During his lifetime, Cook made few friends, conducting a decades-long feud with fellow Scottish Labour Party member Gordon Brown, sniping at New Labour architect Peter Mandelson, and more lately urging the resignation of Tony Blair - all the people who are praising him now, in fact.
Cook was the product of Scotland’s Labour establishment, serving for many years as local councillor in Edinburgh and MP in Livingston. Much better read than the prime minister, he was also a Workers’ Education Tutor. His socialism was conservative, seeking to sustain the ‘natural affection which residents feel for the streets in which they grew up…the fragile thread of friendship and acquaintance which hold together a society’ (1). Policies that sounded militant in England, like nationalisation or anti-militarism, were woven into the ambition to safeguard Scottish society.

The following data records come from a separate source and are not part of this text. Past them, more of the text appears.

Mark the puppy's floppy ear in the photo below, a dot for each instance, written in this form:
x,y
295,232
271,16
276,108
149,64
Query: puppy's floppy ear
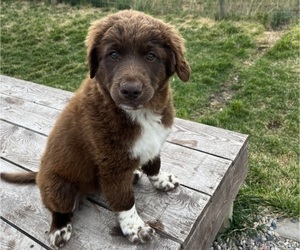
x,y
93,43
177,62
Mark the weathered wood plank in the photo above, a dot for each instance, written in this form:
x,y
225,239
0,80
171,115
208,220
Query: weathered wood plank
x,y
11,238
213,215
172,213
194,169
21,146
212,140
27,114
215,141
94,226
210,160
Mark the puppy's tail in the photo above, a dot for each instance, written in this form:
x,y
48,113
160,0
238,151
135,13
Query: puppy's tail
x,y
28,177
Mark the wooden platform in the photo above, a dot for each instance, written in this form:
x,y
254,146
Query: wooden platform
x,y
210,162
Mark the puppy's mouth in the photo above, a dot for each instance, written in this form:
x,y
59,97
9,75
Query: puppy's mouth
x,y
131,107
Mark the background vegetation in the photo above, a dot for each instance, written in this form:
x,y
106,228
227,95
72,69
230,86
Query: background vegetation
x,y
245,76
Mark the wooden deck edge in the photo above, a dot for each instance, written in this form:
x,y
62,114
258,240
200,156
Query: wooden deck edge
x,y
212,217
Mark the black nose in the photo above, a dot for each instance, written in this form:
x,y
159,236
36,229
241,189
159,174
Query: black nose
x,y
131,90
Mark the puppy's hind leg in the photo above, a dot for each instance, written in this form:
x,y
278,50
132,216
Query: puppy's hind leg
x,y
61,229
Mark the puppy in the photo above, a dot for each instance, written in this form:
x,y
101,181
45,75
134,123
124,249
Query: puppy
x,y
114,125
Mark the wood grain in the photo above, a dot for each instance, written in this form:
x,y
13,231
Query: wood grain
x,y
172,213
194,169
27,114
21,146
11,239
94,226
213,215
208,139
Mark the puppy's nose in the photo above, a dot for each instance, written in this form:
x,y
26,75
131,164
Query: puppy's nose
x,y
131,90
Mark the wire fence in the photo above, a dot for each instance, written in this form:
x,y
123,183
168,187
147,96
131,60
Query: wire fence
x,y
272,12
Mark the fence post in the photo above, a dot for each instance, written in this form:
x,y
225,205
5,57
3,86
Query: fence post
x,y
222,9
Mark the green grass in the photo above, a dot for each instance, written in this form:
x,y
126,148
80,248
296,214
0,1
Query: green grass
x,y
240,81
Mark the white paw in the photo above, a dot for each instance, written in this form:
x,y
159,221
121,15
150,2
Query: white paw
x,y
134,228
60,237
137,174
164,181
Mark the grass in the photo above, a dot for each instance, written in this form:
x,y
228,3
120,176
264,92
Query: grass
x,y
244,78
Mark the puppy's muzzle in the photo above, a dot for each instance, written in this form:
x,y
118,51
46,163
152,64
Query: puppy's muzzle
x,y
131,90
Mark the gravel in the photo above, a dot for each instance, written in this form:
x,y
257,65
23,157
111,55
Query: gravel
x,y
265,239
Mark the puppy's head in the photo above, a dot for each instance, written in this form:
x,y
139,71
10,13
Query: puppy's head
x,y
132,56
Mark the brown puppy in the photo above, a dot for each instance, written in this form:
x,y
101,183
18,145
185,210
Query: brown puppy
x,y
115,123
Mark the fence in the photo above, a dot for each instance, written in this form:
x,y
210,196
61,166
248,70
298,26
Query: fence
x,y
275,12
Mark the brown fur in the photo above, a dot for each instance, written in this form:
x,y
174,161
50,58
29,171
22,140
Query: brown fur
x,y
88,149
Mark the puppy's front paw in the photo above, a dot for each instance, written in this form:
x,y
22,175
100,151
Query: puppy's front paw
x,y
134,228
59,237
164,181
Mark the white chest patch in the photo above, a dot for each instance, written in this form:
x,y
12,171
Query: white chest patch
x,y
152,137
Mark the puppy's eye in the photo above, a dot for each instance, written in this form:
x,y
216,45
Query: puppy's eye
x,y
150,57
114,55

Remembered today as a left-wing firebrand, Cook was part of the Tribune group and agent for ‘moderniser’ Neil Kinnock in the contest for the Labour Party leadership in 1983, and again in 1988 when facing down the left’s candidates Tony Benn and Eric Heffer. Unlike many of Kinnock’s supporters, though, Cook saw the party positioned on the left, and New Labour’s exercises in focus group research left him cold. He still wanted to reconcile working-class aspirations with the state. When nurses went on strike against the National Health Service (NHS) pay award in 1989, Cook’s oratory turned the dispute around to a defence of the NHS against Tory cuts.
A depressed Cook told his wife that he had ‘sold his soul to the devil’ by signing up to Tony Blair’s New Labour party (2). But Cook’s strident dissection of Tory Party scandals, most famously the report into the Matrix-Churchill affair, was a model of New Labour’s apolitical projection. The passion missing from New Labour’s programme was augmented by denouncing Tory sleaze, at which Cook demonstrated his barrack-room lawyer skills.